Dragnet (1979)
The muddle that is the Fall’s second LP must have come as a surprise to anyone following the band’s career closely at that point. The group released one of their strongest statements yet just four months earlier with their “Rowche Rumble” single. The songs were still sloppy and wobbly but you couldn’t deny that MES’s lyrics and the band’s playing had an impressive verve.
Dragnet, in comparison, feels like everything is crumbling apart as fast as they build it. The songs are playful and feel like they were constructed just a few minutes before the tape started rolling, but that doesn’t suit this version of The Fall one bit. The tension needed to hold these live wire elements of the band — particularly new guitarist Craig Scanlon and new bassist Steve Hanley — just isn’t there. It sure makes the moments of crystal clear cohesion — the moody, powerful “Before The Moon Falls,” the out-of-tune but joyous “Choc-Stock,” and the Bo Diddley shuffle of “Dice Man” — feel even more glaring.

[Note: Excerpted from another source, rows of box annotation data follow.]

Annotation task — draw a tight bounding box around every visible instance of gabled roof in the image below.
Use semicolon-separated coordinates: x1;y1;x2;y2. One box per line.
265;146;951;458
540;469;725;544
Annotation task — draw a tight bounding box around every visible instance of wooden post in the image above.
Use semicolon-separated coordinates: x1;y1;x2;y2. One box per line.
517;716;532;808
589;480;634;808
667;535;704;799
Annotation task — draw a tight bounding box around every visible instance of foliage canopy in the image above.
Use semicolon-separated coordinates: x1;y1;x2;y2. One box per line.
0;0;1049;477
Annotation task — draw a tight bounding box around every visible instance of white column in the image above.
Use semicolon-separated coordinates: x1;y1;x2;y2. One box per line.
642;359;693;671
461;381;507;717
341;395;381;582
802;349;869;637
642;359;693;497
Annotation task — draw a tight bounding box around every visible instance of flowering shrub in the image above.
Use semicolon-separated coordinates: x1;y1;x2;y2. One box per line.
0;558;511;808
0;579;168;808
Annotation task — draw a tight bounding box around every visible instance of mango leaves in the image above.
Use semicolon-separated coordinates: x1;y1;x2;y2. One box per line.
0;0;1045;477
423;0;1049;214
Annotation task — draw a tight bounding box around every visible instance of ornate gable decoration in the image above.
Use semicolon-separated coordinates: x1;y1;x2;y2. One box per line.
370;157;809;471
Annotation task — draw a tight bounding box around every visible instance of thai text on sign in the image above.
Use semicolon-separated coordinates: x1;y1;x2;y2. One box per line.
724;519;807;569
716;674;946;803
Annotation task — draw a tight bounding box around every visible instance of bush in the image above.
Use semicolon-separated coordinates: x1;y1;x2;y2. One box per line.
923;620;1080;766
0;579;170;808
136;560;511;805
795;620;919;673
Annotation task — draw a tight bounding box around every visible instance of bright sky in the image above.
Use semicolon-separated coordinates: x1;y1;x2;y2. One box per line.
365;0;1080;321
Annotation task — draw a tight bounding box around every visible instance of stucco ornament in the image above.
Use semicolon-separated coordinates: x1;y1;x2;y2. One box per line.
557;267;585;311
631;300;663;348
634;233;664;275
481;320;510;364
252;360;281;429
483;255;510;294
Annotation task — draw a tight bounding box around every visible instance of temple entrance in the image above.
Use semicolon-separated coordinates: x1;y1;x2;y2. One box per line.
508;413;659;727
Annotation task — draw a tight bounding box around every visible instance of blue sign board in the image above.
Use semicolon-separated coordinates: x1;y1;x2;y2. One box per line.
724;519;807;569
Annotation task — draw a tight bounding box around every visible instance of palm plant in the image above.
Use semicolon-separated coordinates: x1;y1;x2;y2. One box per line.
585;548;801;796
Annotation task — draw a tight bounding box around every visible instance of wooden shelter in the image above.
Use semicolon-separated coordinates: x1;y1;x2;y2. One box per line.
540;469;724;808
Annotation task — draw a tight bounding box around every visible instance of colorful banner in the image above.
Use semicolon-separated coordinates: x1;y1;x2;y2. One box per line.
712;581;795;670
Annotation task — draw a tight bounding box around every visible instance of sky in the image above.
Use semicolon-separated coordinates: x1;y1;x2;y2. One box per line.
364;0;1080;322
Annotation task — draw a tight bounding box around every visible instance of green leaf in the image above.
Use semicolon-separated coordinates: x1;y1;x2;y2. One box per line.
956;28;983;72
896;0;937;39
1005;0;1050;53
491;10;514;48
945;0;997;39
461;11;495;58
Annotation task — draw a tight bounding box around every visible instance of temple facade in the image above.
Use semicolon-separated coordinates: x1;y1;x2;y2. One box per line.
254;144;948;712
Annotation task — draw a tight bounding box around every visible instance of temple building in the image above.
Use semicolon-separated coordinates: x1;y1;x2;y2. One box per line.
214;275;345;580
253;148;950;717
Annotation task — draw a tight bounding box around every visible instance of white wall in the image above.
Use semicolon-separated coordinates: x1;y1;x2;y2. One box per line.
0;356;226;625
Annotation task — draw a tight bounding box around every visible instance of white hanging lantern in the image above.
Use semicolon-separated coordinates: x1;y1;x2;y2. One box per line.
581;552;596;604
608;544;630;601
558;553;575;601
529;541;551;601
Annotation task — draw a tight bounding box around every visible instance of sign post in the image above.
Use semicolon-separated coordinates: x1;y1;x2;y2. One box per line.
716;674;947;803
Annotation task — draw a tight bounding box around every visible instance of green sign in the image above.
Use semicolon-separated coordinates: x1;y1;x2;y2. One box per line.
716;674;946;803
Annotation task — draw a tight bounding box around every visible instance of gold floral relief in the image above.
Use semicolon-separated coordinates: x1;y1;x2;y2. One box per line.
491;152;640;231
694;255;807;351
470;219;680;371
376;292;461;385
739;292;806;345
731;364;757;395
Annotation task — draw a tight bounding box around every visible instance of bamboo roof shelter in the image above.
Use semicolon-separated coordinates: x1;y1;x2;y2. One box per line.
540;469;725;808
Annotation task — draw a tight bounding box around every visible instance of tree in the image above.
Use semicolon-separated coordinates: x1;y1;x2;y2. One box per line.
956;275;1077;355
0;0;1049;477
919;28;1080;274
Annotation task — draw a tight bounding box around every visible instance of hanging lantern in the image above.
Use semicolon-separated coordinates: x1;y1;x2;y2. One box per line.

MES, for his part, takes a post-modern tone on these songs, commenting on and delighting in the commercial disinterest in the band’s work to date. He seems happy to be free of the “wage packet jobs” weighing down average blokes, and even happier poking fun at the “weak TV” and “weaker tea” being fobbed off as British pop music. Looked at through that lens, perhaps the entire album is a big fuck off to the establishment. If you want us, England, you have to sift through our shitty guitar playing and lyrical references to Lovecraft and Ray Milland to find us.